Fishers remove over 100 tonnes in Guanabara Bay exceeding initial estimates
Exceeding expectations, the fishers of Ilha do Governador, Rio de Janeiro, have reached the initial target of collecting 100 tonnes of waste from Guanabara Bay in December 2022, in the project run in partnership with Ogyre, an Italian social enterprise focused on recovering waste from the ocean. The second and current phase of the project will end in March this year. How much waste will they have removed from the Bay by then?

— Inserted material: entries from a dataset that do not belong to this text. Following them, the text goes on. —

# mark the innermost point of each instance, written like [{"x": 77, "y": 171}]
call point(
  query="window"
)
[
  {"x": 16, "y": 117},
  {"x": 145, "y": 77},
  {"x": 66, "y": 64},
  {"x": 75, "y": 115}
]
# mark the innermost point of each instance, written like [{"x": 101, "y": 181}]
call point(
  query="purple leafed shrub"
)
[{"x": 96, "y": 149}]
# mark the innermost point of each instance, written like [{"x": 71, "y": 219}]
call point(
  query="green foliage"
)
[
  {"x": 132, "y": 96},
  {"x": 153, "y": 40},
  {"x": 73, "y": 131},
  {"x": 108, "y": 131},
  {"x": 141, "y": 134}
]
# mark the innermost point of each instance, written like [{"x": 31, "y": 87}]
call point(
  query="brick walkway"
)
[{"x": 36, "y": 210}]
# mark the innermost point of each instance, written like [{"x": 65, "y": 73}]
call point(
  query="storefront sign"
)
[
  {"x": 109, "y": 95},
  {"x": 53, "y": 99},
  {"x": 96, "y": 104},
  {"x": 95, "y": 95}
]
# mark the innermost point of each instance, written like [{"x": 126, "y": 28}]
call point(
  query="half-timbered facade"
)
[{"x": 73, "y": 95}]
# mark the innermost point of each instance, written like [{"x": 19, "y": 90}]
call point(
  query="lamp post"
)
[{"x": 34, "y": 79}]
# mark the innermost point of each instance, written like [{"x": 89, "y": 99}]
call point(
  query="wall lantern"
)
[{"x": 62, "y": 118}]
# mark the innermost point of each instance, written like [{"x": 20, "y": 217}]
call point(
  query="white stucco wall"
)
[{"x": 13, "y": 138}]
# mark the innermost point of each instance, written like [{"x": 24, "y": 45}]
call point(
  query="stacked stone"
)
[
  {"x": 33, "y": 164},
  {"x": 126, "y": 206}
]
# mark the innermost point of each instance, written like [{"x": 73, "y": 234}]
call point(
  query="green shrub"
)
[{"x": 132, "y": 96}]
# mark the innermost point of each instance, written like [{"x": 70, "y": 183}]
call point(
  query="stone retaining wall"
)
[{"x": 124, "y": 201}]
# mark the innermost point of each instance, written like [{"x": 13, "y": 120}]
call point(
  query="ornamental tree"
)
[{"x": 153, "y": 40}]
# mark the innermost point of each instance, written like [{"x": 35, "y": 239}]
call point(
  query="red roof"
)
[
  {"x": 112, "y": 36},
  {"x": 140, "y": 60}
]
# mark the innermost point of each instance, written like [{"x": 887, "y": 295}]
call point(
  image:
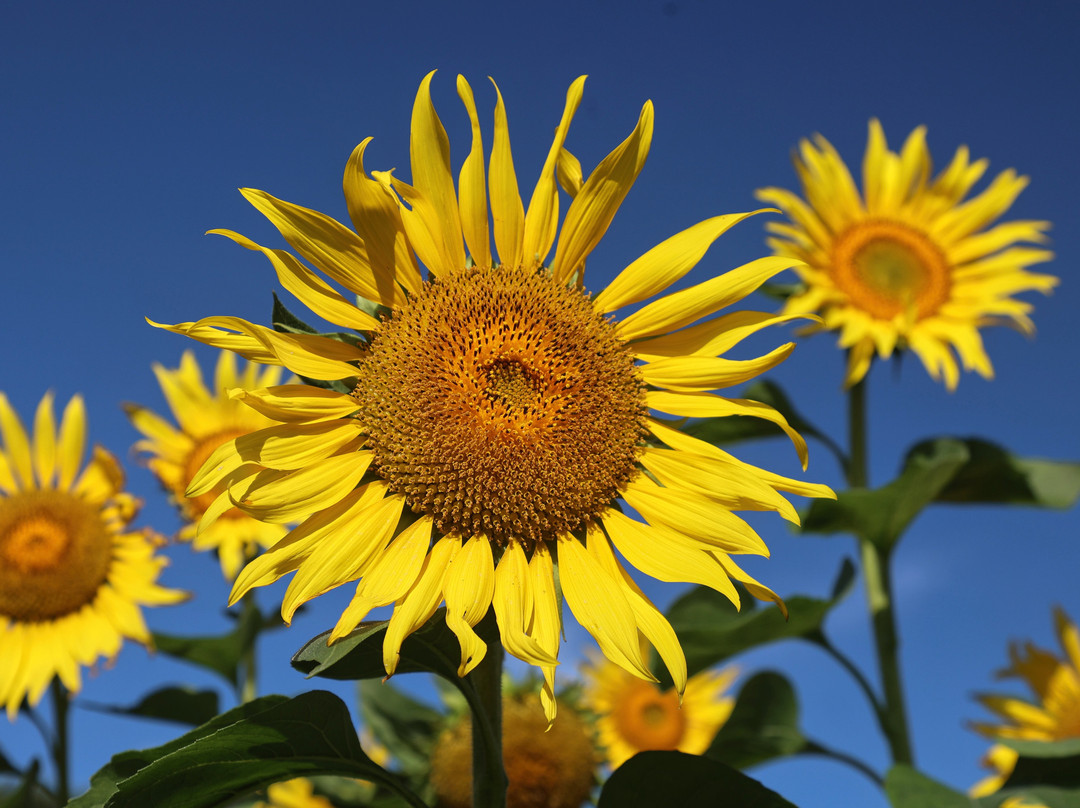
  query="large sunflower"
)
[
  {"x": 1054, "y": 715},
  {"x": 908, "y": 263},
  {"x": 499, "y": 406},
  {"x": 636, "y": 716},
  {"x": 72, "y": 576},
  {"x": 206, "y": 419}
]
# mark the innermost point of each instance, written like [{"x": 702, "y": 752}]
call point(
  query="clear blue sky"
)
[{"x": 126, "y": 128}]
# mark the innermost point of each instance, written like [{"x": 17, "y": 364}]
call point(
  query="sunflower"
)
[
  {"x": 909, "y": 264},
  {"x": 498, "y": 405},
  {"x": 545, "y": 767},
  {"x": 206, "y": 419},
  {"x": 1054, "y": 715},
  {"x": 637, "y": 716},
  {"x": 72, "y": 576}
]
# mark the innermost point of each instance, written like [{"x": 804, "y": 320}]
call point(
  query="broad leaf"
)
[
  {"x": 306, "y": 736},
  {"x": 711, "y": 630},
  {"x": 765, "y": 724},
  {"x": 994, "y": 474},
  {"x": 181, "y": 704},
  {"x": 223, "y": 652},
  {"x": 651, "y": 779},
  {"x": 880, "y": 515},
  {"x": 400, "y": 723},
  {"x": 909, "y": 789}
]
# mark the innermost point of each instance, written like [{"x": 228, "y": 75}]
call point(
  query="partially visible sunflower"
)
[
  {"x": 548, "y": 766},
  {"x": 1053, "y": 715},
  {"x": 908, "y": 263},
  {"x": 500, "y": 404},
  {"x": 206, "y": 419},
  {"x": 636, "y": 716},
  {"x": 72, "y": 575}
]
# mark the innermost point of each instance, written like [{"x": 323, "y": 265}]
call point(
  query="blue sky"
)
[{"x": 126, "y": 128}]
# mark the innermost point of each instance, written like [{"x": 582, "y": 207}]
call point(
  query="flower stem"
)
[
  {"x": 59, "y": 745},
  {"x": 876, "y": 573},
  {"x": 489, "y": 778}
]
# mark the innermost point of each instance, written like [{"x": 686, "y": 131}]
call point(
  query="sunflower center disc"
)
[
  {"x": 502, "y": 404},
  {"x": 650, "y": 719},
  {"x": 198, "y": 456},
  {"x": 54, "y": 554},
  {"x": 890, "y": 269}
]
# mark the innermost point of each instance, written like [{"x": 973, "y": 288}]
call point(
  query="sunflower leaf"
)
[
  {"x": 880, "y": 515},
  {"x": 649, "y": 779},
  {"x": 400, "y": 723},
  {"x": 764, "y": 725},
  {"x": 273, "y": 739},
  {"x": 994, "y": 474},
  {"x": 220, "y": 652},
  {"x": 909, "y": 789},
  {"x": 181, "y": 704},
  {"x": 712, "y": 630}
]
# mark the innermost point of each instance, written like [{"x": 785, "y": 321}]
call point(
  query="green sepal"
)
[
  {"x": 651, "y": 779},
  {"x": 219, "y": 652},
  {"x": 764, "y": 725},
  {"x": 262, "y": 742},
  {"x": 180, "y": 704},
  {"x": 880, "y": 515},
  {"x": 909, "y": 789},
  {"x": 711, "y": 629},
  {"x": 994, "y": 474}
]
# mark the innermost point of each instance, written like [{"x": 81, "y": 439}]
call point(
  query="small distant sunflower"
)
[
  {"x": 72, "y": 576},
  {"x": 500, "y": 405},
  {"x": 206, "y": 419},
  {"x": 908, "y": 263},
  {"x": 1054, "y": 715},
  {"x": 545, "y": 768},
  {"x": 637, "y": 716}
]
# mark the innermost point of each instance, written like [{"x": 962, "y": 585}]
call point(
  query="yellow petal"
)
[
  {"x": 513, "y": 602},
  {"x": 508, "y": 214},
  {"x": 599, "y": 605},
  {"x": 541, "y": 220},
  {"x": 706, "y": 405},
  {"x": 430, "y": 155},
  {"x": 377, "y": 218},
  {"x": 666, "y": 263},
  {"x": 44, "y": 441},
  {"x": 470, "y": 583},
  {"x": 686, "y": 306},
  {"x": 16, "y": 443},
  {"x": 471, "y": 186},
  {"x": 417, "y": 607},
  {"x": 391, "y": 576},
  {"x": 309, "y": 288},
  {"x": 593, "y": 209},
  {"x": 329, "y": 245}
]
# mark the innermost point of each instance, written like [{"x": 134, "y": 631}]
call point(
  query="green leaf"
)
[
  {"x": 909, "y": 789},
  {"x": 403, "y": 725},
  {"x": 764, "y": 725},
  {"x": 880, "y": 515},
  {"x": 651, "y": 779},
  {"x": 221, "y": 652},
  {"x": 104, "y": 783},
  {"x": 994, "y": 474},
  {"x": 181, "y": 704},
  {"x": 711, "y": 630},
  {"x": 733, "y": 428},
  {"x": 278, "y": 740}
]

Since its start in November 2021, the fishers have removed various types of waste from the sea and the mangroves of the picturesque but highly polluted Guanabara Bay. Daily, 98 tons of waste reach the Bay through the affluent rivers, according to the Brazilian Association of Public Cleaning and Special Waste Companies (Abrelpe, 2022). In the context of severe pollution, it isn’t surprising that the fishers have exceeded their initial target, but it wouldn’t have been possible without their hard work, starting with learning new skills.

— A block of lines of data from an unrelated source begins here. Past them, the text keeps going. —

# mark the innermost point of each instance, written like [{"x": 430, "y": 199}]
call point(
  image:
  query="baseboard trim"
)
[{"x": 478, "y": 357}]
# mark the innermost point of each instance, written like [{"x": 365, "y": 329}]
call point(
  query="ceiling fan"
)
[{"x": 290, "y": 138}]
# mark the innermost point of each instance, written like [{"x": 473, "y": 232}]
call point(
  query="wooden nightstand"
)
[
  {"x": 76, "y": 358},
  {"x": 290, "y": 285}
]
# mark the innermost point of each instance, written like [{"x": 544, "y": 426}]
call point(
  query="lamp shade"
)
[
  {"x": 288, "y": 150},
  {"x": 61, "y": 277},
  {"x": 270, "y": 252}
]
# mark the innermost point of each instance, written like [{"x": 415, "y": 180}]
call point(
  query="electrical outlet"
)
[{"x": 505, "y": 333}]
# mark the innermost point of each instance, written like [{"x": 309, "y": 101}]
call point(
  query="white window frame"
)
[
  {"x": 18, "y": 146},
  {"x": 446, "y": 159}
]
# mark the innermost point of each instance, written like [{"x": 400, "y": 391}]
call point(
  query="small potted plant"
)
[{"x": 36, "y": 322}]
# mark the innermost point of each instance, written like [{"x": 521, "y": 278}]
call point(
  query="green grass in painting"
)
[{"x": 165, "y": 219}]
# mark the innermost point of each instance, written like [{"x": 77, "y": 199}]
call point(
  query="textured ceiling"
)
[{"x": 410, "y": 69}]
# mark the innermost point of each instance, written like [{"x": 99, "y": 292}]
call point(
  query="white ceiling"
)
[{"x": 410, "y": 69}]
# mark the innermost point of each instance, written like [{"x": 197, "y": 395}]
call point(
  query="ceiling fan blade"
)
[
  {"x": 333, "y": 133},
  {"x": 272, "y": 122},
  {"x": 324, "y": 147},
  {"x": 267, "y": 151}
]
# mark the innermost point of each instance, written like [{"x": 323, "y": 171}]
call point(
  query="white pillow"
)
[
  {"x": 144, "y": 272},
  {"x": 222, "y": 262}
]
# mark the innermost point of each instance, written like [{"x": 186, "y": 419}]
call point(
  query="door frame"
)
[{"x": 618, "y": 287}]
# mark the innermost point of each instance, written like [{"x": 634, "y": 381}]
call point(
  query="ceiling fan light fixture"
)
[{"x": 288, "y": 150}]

“We have reached our target of collecting 100 tonnes of rubbish. Is it hard work? Yes, but it’s worth it, and we see the results. Places we passed through in the mangrove five months ago that had an absurd amount of rubbish, today are clean areas, including crabs returning to inhabit the mangroves. And this is the result of our work on this amazing project that has been presented to us.” Francisco Alves da Silva, a fisherman from Bancários beach.
They have collected and sorted different types of waste and plastic, including mountains of flip-flops to large items such as household appliances, toilet bowls, mattresses, and even sofas bogged down in the mangroves, which are flooded forests extremely important for coastal ecosystems. “A lot still needs to be done as tonnes of waste are still scattered around Guanabara Bay.” Juliana Miranda, BVRio Circular Economy Analyst.
The project supports 25 local families by generating income for the collection of waste from the sea and mangroves, sorting and the correct disposal of waste, including sending part of the recyclable waste for recycling. Pedro Succar, BVRio circular economy specialist, highlighted the substantial social impact of the project, as the fishers can no longer make a living from fishing alone. “The project has been this group’s main source of income.”
Antonio Augeri, Ogyre CEO, explains that the social enterprise has created “A sustainable value chain to collect plastic from the ocean, made possible by fishers and organisations like BVRio, which has experience in international projects and maintains a good relationship with the local communities in which it operates.”
In addition, BVRio facilitates the monitoring of the collection work through the Circular Action waste management app, KOLEKT, where fishers keep track of the volume and monitor the ‘catch’. On the app, the fishers record the material sorted by type, weight and condition; then they can ‘advertise’ through the app and sell to local buyers, in this case, a pre-agreedrecycling cooperative. KOLEKT creates traceability of waste along the whole supply chain and maps all stakeholders involved in the process, allowing more efficient monitoring, validation, verification and certification of waste recovery and recycling against recognised standards.